Gerade hier eignet sich das Konzept der wert- und teleologiefreien Religionsökonomien besonders gut, da es uns hilft, diese hochkomplexen Prozesse und ihre transformative Wirkung besser verstehen zu können: "As a vernacular idiom of politics, religion is therefore a route to social power that competes in the wider political arena through its claims to cultural authenticity. By increasingly performing this role in many globalized terrains, religion has become an arena of increasing contestation, particularly in Muslim regions where religion forms a rare avenue of social mobility.
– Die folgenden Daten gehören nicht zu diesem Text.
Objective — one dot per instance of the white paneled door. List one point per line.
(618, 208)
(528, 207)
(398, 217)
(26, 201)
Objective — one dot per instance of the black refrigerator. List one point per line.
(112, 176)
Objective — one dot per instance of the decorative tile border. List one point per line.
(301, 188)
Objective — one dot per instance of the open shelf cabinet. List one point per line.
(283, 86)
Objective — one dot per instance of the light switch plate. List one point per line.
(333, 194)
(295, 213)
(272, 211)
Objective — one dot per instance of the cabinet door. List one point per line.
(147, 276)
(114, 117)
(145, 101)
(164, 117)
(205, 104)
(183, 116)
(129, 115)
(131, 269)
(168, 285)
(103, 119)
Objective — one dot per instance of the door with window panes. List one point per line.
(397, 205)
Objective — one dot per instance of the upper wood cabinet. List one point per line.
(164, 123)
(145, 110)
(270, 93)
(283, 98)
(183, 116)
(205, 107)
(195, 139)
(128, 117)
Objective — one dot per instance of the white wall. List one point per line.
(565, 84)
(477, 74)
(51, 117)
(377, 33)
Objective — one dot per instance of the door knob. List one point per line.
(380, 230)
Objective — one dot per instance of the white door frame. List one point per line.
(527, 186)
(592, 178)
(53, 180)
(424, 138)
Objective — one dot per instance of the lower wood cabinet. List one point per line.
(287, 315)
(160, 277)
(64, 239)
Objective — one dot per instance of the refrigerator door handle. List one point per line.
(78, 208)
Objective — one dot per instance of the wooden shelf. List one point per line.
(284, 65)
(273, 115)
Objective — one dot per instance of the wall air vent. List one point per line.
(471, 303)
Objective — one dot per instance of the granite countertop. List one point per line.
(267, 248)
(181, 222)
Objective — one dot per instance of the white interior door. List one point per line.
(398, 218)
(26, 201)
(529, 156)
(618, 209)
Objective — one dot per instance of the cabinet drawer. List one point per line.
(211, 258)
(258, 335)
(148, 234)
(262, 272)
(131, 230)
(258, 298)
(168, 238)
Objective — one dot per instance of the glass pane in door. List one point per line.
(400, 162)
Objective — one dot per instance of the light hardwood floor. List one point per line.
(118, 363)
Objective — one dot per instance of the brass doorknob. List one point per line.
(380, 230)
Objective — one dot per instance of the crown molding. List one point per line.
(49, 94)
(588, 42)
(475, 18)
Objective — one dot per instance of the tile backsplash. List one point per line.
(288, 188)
Islam is a resource over which, like other resources, multiple claimants compete for control. This is especially the case among the aspirant leaders we have termed 'entrepreneurs' who struggle to direct the symbolic and material resources accessable through the founding of firms and the gaining of followers. While to focus on such instrumentalizing bids for power is to emphasize the 'supply' rather than the 'demand' side of religious economy, the suppliers we have termed entrepreneurs and firms can only gain social power through successfully appealing to markets of religious consumers. It is for this reason that the communication techniques we have followed in transit printing and translating, preaching and propagating were so crucial to competitive bids for authority. It is little wonder that cognate terms for these communication techniques (such as tabligh, da'wa, isha'at, tarjuma and irshad) feature in the names of so many of the Muslim religious firms at work in the world today." (287)
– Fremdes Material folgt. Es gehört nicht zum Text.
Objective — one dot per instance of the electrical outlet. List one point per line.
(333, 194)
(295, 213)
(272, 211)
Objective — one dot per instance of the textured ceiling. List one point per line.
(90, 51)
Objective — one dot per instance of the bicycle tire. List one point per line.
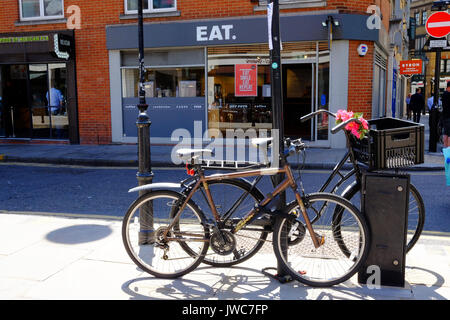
(416, 213)
(153, 255)
(250, 239)
(327, 265)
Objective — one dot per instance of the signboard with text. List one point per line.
(438, 24)
(246, 80)
(411, 67)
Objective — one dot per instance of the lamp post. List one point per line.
(144, 175)
(277, 105)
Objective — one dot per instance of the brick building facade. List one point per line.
(99, 60)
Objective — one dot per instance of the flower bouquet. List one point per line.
(358, 130)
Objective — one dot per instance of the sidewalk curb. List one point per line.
(156, 163)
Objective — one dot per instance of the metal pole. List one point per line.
(277, 107)
(144, 175)
(433, 112)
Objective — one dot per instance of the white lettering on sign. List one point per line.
(216, 32)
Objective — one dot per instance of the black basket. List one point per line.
(391, 143)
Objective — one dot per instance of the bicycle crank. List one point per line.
(223, 242)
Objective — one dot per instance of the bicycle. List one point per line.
(239, 195)
(177, 237)
(416, 207)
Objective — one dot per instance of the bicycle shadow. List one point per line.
(244, 283)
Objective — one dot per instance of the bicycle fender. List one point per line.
(150, 186)
(348, 189)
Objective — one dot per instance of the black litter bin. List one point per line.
(384, 202)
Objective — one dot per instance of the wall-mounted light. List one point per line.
(329, 23)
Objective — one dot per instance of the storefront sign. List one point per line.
(246, 80)
(167, 115)
(237, 31)
(25, 39)
(411, 67)
(438, 43)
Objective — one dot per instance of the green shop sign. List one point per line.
(25, 39)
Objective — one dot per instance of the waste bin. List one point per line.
(446, 152)
(384, 203)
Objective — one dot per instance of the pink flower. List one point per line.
(344, 115)
(364, 123)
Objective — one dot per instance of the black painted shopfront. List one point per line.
(38, 86)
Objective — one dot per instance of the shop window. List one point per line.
(165, 82)
(417, 16)
(131, 6)
(41, 9)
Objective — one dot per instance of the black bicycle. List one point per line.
(233, 198)
(416, 207)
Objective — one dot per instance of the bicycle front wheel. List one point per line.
(326, 265)
(157, 249)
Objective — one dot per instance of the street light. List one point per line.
(440, 5)
(144, 175)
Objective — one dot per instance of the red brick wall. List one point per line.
(360, 79)
(92, 56)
Durch Verwendung dieses spezifischen und gerade in globalgeschichtlichen Analysen bisher kaum beachteten methodischen Ansatzes kann der Autor überzeugend aufzeigen, wie die Werkzeuge der Christianisierung zu späteren Werkzeugen islamischer Missionare wurden. Die charismatische Figur des 1872 im Punjab geborenen Mufti Muhammad Sadiq ist hierfür ein geeignetes Beispiel. Für die Erreichung seiner Missionsziele orientierte er sich an den Techniken der 'Oxbridge Evangelicals' und schaffte es "(...) to transfer to America's own religious marketplace the hardwon skills which the Ahmadiyya had learned through thirty years of competing in India's own 'burned-over district'." (213)
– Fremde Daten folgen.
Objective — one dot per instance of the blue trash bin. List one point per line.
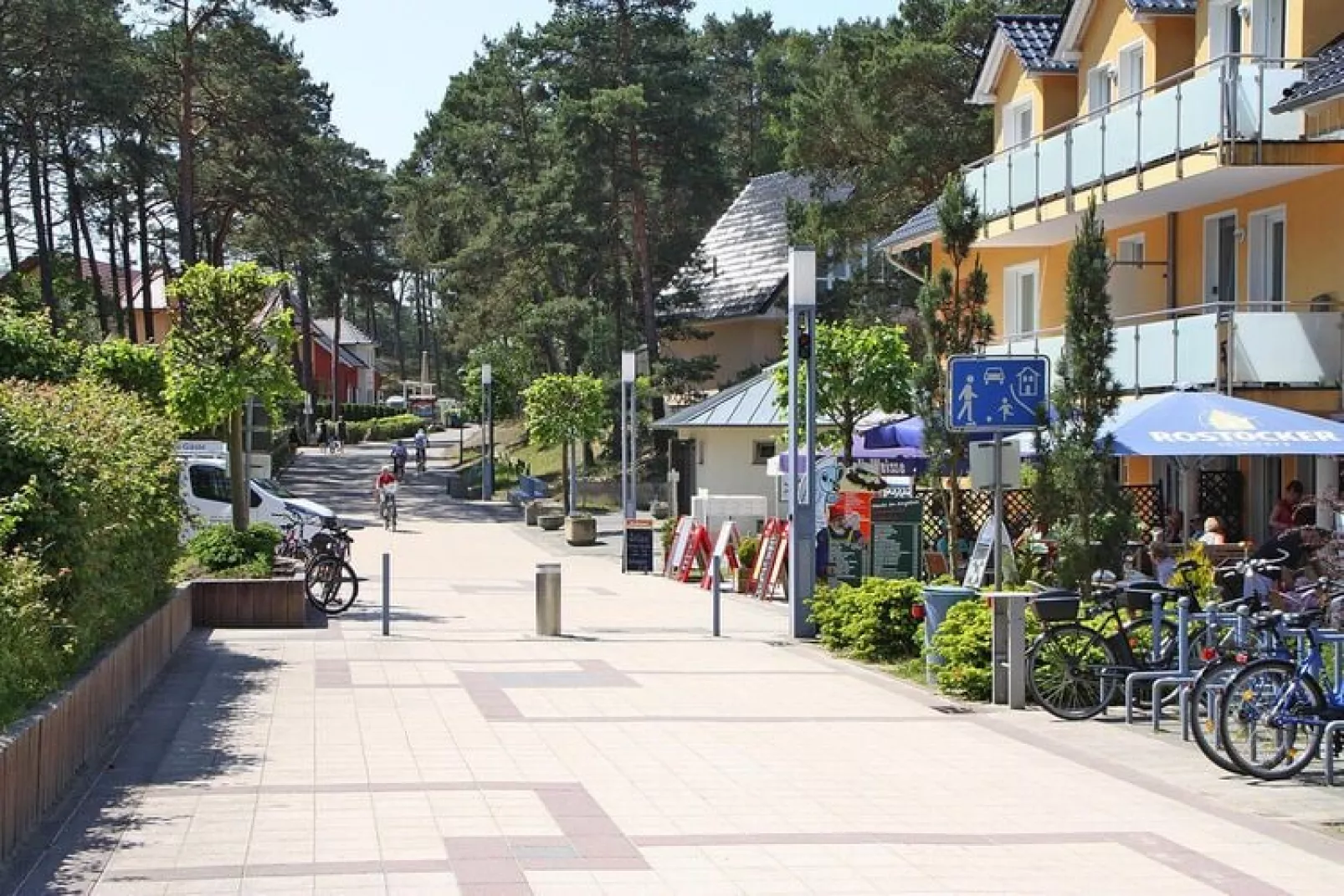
(938, 599)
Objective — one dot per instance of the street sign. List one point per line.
(996, 392)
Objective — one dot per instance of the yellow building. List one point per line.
(1211, 136)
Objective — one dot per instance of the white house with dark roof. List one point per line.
(736, 281)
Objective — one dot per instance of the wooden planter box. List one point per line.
(42, 754)
(581, 531)
(249, 603)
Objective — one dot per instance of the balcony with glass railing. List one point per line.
(1215, 347)
(1222, 102)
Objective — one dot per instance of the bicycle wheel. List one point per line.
(1206, 700)
(331, 585)
(1064, 672)
(1250, 729)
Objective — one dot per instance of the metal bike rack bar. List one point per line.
(1133, 678)
(1183, 678)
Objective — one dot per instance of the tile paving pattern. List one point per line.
(465, 755)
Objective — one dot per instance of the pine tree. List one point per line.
(1077, 488)
(955, 320)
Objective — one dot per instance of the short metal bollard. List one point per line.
(387, 594)
(549, 599)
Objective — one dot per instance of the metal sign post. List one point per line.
(628, 426)
(803, 516)
(488, 436)
(996, 394)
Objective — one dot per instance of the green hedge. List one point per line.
(89, 520)
(871, 621)
(355, 412)
(964, 643)
(390, 428)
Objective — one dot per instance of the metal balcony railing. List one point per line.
(1218, 104)
(1217, 346)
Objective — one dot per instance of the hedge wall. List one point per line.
(89, 520)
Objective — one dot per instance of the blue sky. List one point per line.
(387, 62)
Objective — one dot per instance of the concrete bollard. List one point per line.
(549, 599)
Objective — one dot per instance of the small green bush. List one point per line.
(392, 428)
(871, 621)
(221, 547)
(964, 643)
(121, 363)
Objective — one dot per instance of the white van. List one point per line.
(206, 492)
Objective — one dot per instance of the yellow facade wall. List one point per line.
(1172, 48)
(1109, 28)
(1312, 24)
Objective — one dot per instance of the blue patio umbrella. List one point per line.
(1215, 425)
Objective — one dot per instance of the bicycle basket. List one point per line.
(1055, 606)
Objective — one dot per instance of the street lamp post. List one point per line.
(488, 434)
(803, 474)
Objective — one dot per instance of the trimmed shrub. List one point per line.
(90, 517)
(964, 643)
(871, 621)
(121, 363)
(392, 428)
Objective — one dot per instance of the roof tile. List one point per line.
(743, 259)
(1321, 78)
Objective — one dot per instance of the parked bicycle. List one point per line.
(330, 581)
(1275, 709)
(1084, 654)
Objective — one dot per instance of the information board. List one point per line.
(984, 551)
(895, 538)
(639, 545)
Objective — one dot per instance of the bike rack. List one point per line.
(1133, 678)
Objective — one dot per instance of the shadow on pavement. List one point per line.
(177, 734)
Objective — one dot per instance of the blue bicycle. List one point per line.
(1275, 711)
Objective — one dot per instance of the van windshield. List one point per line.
(274, 488)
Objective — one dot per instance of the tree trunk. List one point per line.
(146, 272)
(112, 268)
(11, 238)
(39, 226)
(187, 146)
(126, 273)
(95, 273)
(239, 472)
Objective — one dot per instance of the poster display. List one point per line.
(895, 538)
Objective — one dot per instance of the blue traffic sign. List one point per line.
(996, 392)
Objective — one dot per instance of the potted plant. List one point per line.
(747, 551)
(581, 530)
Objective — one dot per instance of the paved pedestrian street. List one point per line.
(634, 755)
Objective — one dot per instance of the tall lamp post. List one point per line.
(629, 433)
(488, 434)
(803, 472)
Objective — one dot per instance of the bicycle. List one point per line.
(1074, 669)
(1272, 701)
(330, 581)
(387, 507)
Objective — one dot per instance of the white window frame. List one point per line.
(1266, 44)
(1126, 275)
(1133, 58)
(1013, 300)
(1257, 264)
(1211, 264)
(1105, 73)
(1013, 117)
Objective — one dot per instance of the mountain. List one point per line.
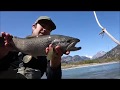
(113, 53)
(99, 54)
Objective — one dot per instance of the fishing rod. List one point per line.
(104, 30)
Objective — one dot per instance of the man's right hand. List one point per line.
(6, 47)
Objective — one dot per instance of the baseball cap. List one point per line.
(47, 20)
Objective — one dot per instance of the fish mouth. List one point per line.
(72, 45)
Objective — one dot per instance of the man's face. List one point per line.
(41, 29)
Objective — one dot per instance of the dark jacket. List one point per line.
(10, 63)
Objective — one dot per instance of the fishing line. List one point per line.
(104, 30)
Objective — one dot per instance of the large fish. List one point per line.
(36, 46)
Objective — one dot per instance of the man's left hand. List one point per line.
(56, 61)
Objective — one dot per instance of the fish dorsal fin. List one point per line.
(30, 36)
(27, 58)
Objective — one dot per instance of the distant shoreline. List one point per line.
(86, 65)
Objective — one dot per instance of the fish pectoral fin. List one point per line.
(51, 54)
(27, 58)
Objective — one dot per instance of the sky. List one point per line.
(79, 24)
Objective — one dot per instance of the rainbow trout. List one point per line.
(36, 46)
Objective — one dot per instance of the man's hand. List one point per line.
(56, 61)
(6, 48)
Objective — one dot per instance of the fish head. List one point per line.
(66, 43)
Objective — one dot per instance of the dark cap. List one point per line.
(46, 19)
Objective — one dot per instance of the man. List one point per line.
(34, 68)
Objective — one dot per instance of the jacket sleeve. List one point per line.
(53, 73)
(7, 61)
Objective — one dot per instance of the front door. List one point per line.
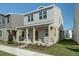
(36, 35)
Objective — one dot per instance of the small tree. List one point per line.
(10, 38)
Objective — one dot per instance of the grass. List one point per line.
(2, 53)
(62, 48)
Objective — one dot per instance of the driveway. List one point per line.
(20, 52)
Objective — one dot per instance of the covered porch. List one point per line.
(42, 34)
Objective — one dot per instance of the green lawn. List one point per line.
(62, 48)
(2, 53)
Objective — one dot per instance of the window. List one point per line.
(45, 14)
(28, 18)
(40, 15)
(55, 32)
(46, 32)
(0, 33)
(31, 17)
(3, 21)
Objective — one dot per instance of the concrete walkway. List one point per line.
(20, 52)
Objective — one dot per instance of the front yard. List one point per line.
(2, 53)
(62, 48)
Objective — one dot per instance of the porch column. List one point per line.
(17, 36)
(33, 34)
(49, 32)
(27, 34)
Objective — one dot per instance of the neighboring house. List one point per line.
(43, 26)
(76, 24)
(8, 23)
(68, 34)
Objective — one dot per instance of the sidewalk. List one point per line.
(20, 52)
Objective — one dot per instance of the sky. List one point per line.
(66, 9)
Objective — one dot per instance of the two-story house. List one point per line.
(8, 23)
(76, 24)
(43, 26)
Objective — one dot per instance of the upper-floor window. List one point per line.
(30, 18)
(8, 20)
(43, 14)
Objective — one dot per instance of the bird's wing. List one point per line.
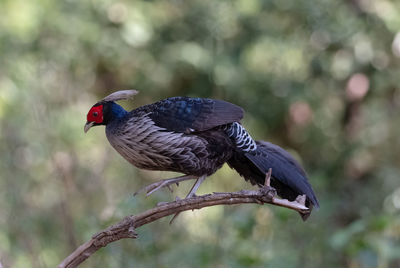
(284, 168)
(183, 114)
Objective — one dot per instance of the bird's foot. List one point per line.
(301, 199)
(191, 194)
(267, 182)
(149, 189)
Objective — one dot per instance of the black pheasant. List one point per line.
(196, 136)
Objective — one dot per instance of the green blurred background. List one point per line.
(320, 78)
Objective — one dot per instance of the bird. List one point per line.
(196, 137)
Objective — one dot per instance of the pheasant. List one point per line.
(196, 136)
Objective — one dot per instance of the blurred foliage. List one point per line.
(320, 78)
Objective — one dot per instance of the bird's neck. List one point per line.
(113, 112)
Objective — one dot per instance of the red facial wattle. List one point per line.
(95, 114)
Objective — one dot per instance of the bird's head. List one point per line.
(102, 112)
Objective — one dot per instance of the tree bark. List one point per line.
(127, 227)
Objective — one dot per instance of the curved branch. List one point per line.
(126, 227)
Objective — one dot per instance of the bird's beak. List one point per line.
(88, 125)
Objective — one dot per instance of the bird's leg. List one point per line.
(301, 199)
(267, 182)
(149, 189)
(192, 193)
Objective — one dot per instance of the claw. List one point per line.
(268, 178)
(149, 189)
(301, 199)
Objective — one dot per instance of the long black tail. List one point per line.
(288, 177)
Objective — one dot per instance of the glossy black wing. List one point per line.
(183, 114)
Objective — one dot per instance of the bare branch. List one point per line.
(126, 227)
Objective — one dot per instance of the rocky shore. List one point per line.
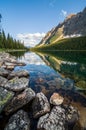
(16, 94)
Darüber hinaus schafft es Green, über den christlich-muslimischen Wettbewerb hinauszuschauen und andere Quellen zu Wort kommen zu lassen. Hier sticht insbesondere das fünfte Kapitel hervor (The Invention of a Hindu Sufism, 177-206), in welchem er hervorhebt, dass "(...) agency is (...) more important than identity" (36). Auf überzeugende Weise konzentriert sich Green hier primär auf die kooperativen Formen des Austauschs und analysiert den innovativen und erfolgreichen Dialog zwischen einem hinduistischen Maharaja und einem muslimischen Heiligen, die erfolgreich an einer neuen religiösen Form des hinduistischen Sufismus arbeiten.
Nile Greens Werk bringt indische und iranische muslimische Gelehrte mit christlichen Missionaren, hinduistischen Kosmopoliten und japanischen Imperialisten ins Gespräch und schafft es, die "local sites of global encounter" (1), welche den Islam und die Muslime im langen neunzehnten Jahrhundert so entscheidend verändern sollten, dem Leser auf faszinierende Weise zu präsentieren. Es sind gerade diese vielschichtigen Akteure und deren wechselnde Lokalitäten, welche die Studie so interessant und abwechslungsreich machen und die Green primär als Orte des Austauschs beschreibt. Von Cambridge und Oxford an die Grenzgebiete des Russischen Reiches, zu den Fürstenstaaten Indiens und den Fabrikbezirken Detroits, bis hin zu den Hafenstädten Japans und der Evangelischen Missionsgemeinschaft zu Basel. Dem Autor gelingt es in jedem Kapitel, die vielschichtigen sozialen Interaktionen, welche an den unterschiedlichsten muslimischen Grenzlandschaften stattfanden, zusammenzutragen und die an diesen Kontaktstellen neu entstehenden religiösen 'Produkte' einem mikrohistorischen Blick zu unterwerfen, ohne dabei die herrschenden, übergreifenden globalen Strukturen, welche auf die jeweiligen Akteure einwirkten, außer Acht zu lassen. Green präsentiert uns größtenteils unbekannte Akteure und deren Textzeugnisse. Er zeigt auf gut zu lesende Art ihre jeweiligen 'terrains of exchange', welche bisher in der Forschung kaum Beachtung fanden; seine Studie ist also unbedingt zu empfehlen.